Greatly condensed, it goes:

  • You read some data into a std:string object. You display the contents; it’s all there.
  • You invoke c_str() on that std:string, and display its contents; it’s not all there.

For example:


                // assuming we can read from an object called (file) here.
                String theFile(std::istreambuf_iterator<char>(file),std::istreambuf_iterator<char>());
                String::iterator it;
                for ( it=theFile.begin() ; it < theFile.end(); it++ ) {
                        std::cout << *it;
                } // Outputs the entire file

                std::cout << theFile.c_str(); // Outputs only the first few lines

The Way C Does It

In C–all the way back to the original K&R–a string is represented by a simple pointer to char (character) type.

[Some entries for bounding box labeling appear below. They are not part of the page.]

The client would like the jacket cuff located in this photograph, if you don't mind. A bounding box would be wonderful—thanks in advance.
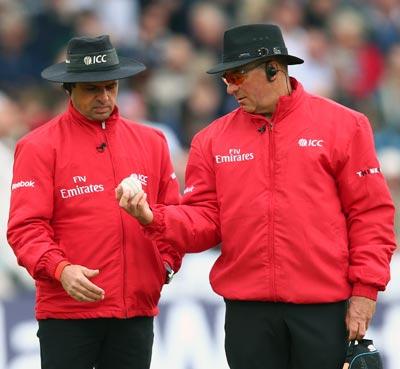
[54,260,71,281]
[41,252,68,278]
[351,283,378,301]
[141,205,165,241]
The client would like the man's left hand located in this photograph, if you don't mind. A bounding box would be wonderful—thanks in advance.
[346,296,376,341]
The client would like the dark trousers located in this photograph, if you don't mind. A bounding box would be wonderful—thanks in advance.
[225,300,347,369]
[37,317,154,369]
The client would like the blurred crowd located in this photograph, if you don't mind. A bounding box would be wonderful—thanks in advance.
[0,0,400,298]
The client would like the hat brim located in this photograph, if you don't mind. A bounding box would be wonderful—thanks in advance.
[41,57,146,83]
[207,55,304,74]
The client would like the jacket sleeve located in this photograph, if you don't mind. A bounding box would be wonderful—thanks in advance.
[154,133,184,272]
[143,132,221,253]
[338,115,396,300]
[7,140,66,279]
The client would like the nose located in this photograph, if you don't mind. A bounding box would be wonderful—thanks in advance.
[97,88,109,103]
[226,83,239,95]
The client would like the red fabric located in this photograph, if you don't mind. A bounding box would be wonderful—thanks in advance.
[54,260,71,281]
[8,104,182,319]
[144,80,395,303]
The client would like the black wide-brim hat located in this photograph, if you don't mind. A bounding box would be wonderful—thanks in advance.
[207,24,304,74]
[41,35,146,83]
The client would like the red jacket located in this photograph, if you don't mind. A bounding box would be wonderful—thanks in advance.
[8,104,181,319]
[144,80,395,303]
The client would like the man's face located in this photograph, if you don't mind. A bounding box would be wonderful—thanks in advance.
[223,62,278,114]
[71,81,118,122]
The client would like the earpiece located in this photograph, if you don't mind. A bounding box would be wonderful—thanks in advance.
[265,64,278,82]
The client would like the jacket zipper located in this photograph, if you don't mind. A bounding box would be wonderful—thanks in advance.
[268,122,276,301]
[101,121,128,317]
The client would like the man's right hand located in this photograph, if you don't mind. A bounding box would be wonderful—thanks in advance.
[115,185,154,225]
[60,265,104,302]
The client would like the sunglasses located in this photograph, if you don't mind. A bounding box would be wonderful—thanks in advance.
[222,60,266,86]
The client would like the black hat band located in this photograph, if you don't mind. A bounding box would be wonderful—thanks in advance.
[223,47,288,62]
[65,48,119,72]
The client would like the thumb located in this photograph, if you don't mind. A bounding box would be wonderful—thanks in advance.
[83,268,100,278]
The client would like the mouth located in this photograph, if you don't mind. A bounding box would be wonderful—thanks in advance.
[93,106,111,114]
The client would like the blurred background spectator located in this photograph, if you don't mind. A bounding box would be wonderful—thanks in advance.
[0,0,400,369]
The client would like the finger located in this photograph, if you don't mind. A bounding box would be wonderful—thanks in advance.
[81,289,104,301]
[129,190,144,209]
[115,184,124,201]
[348,320,359,341]
[138,192,147,208]
[70,292,98,302]
[119,193,130,210]
[356,323,366,340]
[80,279,104,296]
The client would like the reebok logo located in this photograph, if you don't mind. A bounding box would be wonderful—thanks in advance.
[297,138,324,147]
[11,181,35,191]
[215,149,255,164]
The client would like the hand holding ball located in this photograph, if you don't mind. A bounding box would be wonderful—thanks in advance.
[120,174,142,199]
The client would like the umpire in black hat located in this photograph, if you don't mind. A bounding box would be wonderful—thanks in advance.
[120,24,396,369]
[8,35,181,369]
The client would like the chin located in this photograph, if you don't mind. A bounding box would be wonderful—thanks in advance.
[242,105,255,113]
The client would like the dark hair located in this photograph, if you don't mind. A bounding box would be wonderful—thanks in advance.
[63,82,76,95]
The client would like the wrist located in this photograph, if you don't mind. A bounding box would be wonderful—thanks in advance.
[54,260,71,281]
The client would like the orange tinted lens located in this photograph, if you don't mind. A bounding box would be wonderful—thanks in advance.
[223,72,246,85]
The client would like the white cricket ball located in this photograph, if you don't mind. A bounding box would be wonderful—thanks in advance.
[121,174,142,198]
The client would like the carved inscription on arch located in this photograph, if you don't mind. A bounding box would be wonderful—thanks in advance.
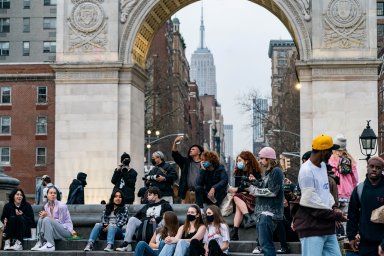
[323,0,367,49]
[67,0,108,52]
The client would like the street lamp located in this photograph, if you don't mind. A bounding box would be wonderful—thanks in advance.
[147,130,160,166]
[359,120,377,161]
[272,129,300,138]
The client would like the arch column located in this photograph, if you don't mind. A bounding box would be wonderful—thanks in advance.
[297,60,378,181]
[54,63,146,203]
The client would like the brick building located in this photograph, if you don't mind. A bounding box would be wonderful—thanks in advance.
[0,64,55,198]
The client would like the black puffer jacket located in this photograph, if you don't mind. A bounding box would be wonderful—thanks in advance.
[111,165,137,204]
[146,162,177,196]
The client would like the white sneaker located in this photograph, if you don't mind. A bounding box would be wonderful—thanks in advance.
[104,244,113,252]
[31,240,43,251]
[9,240,23,251]
[37,242,55,252]
[252,246,263,254]
[116,242,132,252]
[4,239,11,251]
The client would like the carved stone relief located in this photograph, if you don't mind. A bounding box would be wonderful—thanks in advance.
[295,0,311,21]
[323,0,366,49]
[120,0,138,23]
[67,0,108,52]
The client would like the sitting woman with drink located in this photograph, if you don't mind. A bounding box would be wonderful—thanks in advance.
[228,151,261,241]
[161,205,206,256]
[189,205,230,256]
[84,189,128,252]
[134,211,179,256]
[1,188,35,251]
[31,186,73,252]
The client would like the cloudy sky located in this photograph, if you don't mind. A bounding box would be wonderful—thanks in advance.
[174,0,291,155]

C has no way to automatically allocate and deallocate storage for complex objects, so the char pointer is all you get.

By convention, strings in C don’t contain null (ASCII 0) bytes. Also by convention, the first null indicates the end of a C string. So in C if you want to represent the word “foo” in a string, it’s four bytes: one for each letter, all followed by a null.

There’s an obvious problem when your data actually include a null byte, which is fairly common when you’re processing images, word processing files, really anything that’s not plain text. A null byte is a perfectly reasonable value in the middle of a Microsoft Word document or in telemetry chunks from the space shuttle.

The Way C Libraries Do It

That’s why any well-designed function library that might need to handle null bytes doesn’t do so in terms of C strings per se. It may accept a char pointer, but only along with a length argument. Not MyAPIFunc (char *string), but MyAPIFunc (char *databuffer, int datalength).

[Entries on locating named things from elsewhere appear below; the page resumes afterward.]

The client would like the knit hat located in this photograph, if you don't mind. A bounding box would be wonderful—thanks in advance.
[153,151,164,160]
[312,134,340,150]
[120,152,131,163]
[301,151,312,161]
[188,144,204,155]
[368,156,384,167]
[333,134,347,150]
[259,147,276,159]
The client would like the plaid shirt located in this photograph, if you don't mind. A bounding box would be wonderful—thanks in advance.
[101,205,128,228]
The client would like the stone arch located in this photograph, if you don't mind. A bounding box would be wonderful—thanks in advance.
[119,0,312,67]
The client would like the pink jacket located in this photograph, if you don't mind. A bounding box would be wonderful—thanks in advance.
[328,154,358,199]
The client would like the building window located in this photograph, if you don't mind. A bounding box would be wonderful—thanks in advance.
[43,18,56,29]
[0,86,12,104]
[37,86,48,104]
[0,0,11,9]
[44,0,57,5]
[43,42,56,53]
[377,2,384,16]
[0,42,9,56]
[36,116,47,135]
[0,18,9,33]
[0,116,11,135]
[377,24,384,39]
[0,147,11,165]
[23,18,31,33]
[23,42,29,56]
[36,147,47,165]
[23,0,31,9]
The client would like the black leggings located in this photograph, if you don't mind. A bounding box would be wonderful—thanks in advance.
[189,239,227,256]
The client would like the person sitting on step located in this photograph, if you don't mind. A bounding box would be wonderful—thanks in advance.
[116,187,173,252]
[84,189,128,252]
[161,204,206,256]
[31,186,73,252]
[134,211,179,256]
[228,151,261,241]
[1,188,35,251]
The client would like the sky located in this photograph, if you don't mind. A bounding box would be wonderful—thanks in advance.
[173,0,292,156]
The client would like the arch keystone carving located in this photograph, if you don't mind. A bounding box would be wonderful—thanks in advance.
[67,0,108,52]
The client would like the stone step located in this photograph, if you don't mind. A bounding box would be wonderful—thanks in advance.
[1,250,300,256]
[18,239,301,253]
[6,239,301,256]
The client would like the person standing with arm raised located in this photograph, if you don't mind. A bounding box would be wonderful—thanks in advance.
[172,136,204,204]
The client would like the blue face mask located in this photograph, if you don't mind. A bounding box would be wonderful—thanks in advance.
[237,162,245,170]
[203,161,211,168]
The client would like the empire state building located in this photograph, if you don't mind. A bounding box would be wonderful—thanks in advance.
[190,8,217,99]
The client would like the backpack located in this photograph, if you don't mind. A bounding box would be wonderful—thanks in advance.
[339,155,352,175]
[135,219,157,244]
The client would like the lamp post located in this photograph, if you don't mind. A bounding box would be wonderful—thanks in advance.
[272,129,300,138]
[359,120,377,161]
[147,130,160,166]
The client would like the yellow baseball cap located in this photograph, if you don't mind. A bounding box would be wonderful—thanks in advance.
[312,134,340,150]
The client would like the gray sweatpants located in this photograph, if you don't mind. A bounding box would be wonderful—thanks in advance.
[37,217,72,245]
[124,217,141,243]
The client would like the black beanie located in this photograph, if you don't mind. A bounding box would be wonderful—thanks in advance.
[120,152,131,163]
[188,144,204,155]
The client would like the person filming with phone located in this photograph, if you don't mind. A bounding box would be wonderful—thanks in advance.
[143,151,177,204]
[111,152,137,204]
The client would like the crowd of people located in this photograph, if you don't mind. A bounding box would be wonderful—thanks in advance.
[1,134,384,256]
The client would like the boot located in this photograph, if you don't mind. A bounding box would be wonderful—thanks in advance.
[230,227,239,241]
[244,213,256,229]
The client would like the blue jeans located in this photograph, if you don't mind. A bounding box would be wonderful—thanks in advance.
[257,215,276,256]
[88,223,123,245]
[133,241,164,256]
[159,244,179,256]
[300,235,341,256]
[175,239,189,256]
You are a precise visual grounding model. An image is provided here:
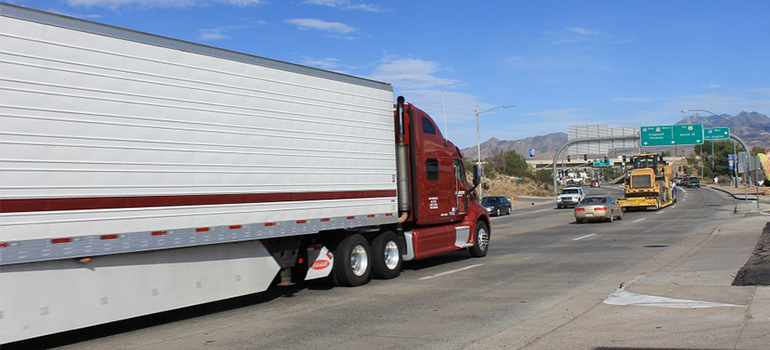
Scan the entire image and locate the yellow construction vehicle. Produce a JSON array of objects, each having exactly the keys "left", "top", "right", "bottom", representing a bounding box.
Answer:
[{"left": 619, "top": 153, "right": 676, "bottom": 210}]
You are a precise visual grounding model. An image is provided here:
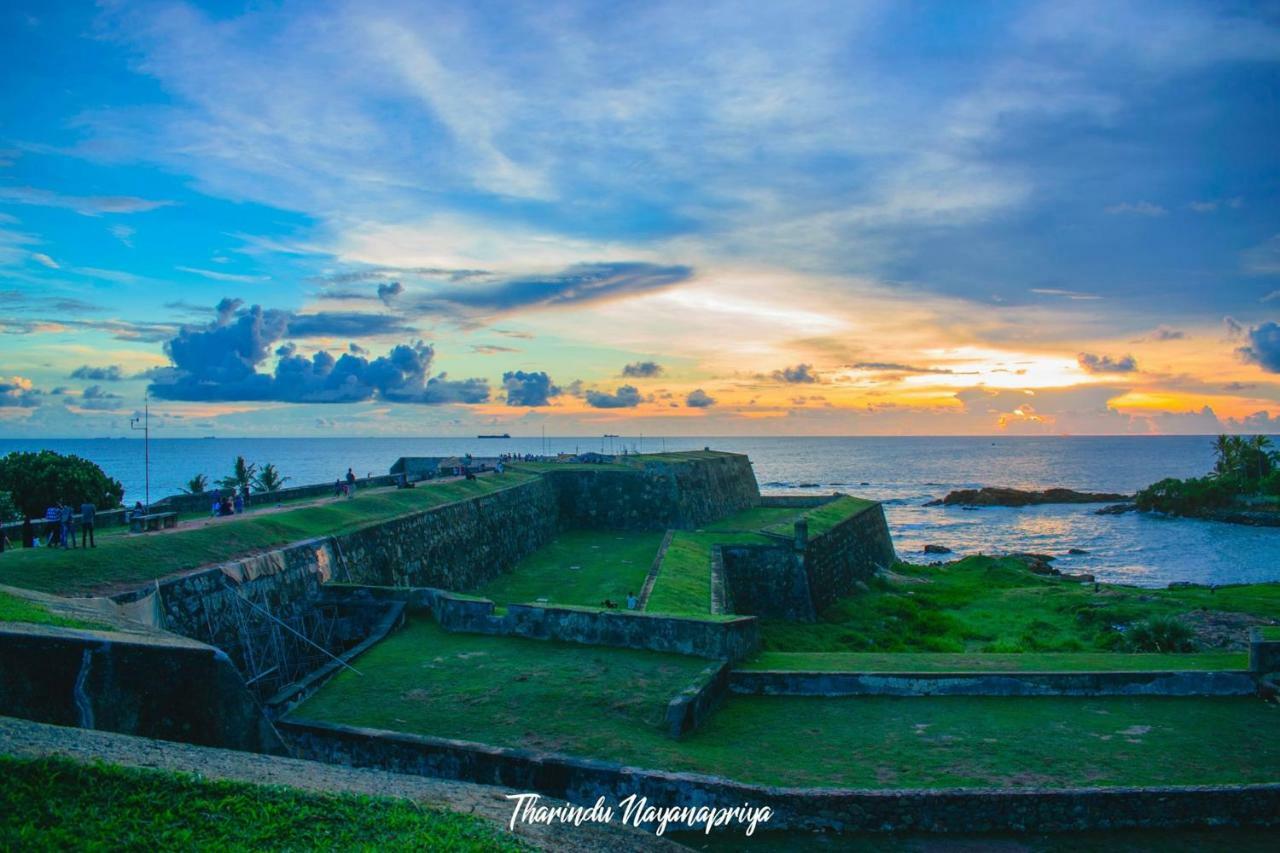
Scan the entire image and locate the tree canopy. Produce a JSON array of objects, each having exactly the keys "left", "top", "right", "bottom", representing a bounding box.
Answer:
[{"left": 0, "top": 451, "right": 124, "bottom": 517}]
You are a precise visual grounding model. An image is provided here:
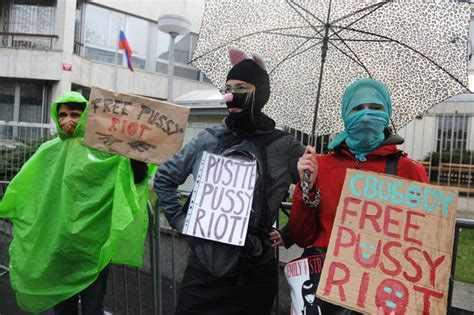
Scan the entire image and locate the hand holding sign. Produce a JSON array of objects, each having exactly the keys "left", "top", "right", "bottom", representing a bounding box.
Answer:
[
  {"left": 84, "top": 87, "right": 189, "bottom": 164},
  {"left": 183, "top": 152, "right": 257, "bottom": 246}
]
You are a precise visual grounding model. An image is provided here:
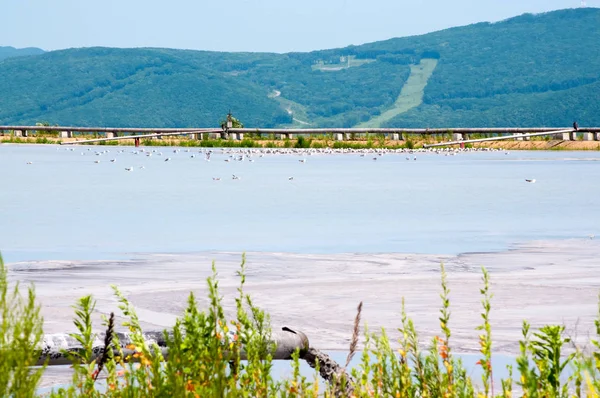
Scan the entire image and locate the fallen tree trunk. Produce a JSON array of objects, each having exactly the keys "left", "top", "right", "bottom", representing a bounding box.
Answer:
[{"left": 37, "top": 327, "right": 309, "bottom": 366}]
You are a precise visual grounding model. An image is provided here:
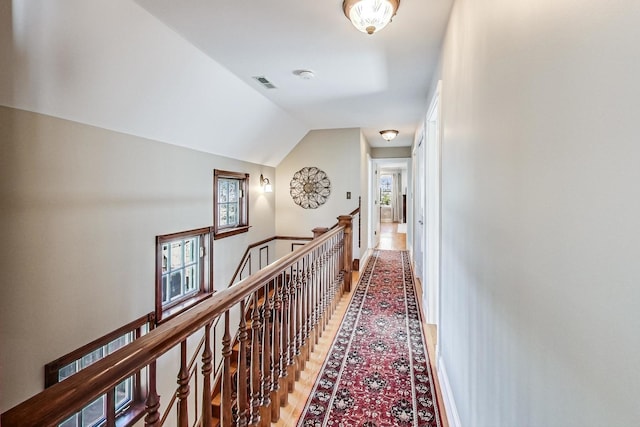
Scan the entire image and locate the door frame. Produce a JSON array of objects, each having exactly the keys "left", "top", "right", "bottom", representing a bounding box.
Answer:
[
  {"left": 369, "top": 157, "right": 413, "bottom": 250},
  {"left": 423, "top": 81, "right": 442, "bottom": 325}
]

See the difference? When your data might contain a null byte, then you can’t count on a null byte to indicate end of data. It’s that simple.

So our friend maybe could have written out the contents of the file like this:

char *cstring = theFile.c_str();
int clength = theFile.length;
for (int i = 0; i < clength; i++)
{
        cout << cstring[i];
}

That does call into question why the questioner doesn’t just use a C++ string in the first place! I asked him that, and he replied that the real objective is to use a library call that expects the old conventions. So I referred him to the information above.

The Way C++ Does It

C++ string objects, such as in the std::string, completely avoid the null-terminator problem by containing an internal data buffer and a length property. Since C++ supports object constructors and destructors, the allocation and deallocation of that data buffer can be easily handled outside of your view.

For backward compatibility (geek talk for “letting your old code work without rewriting it”), literal strings in C++ are compiled just as in C, as pointers to char. So code like

std::string foo = “We print anything!”;

is compiled as though you had written

std::string foo = new std::string foo(“We print anything!”);

which invokes the std::string(char const *) constructor, not the std::string (std::string) copy constructor.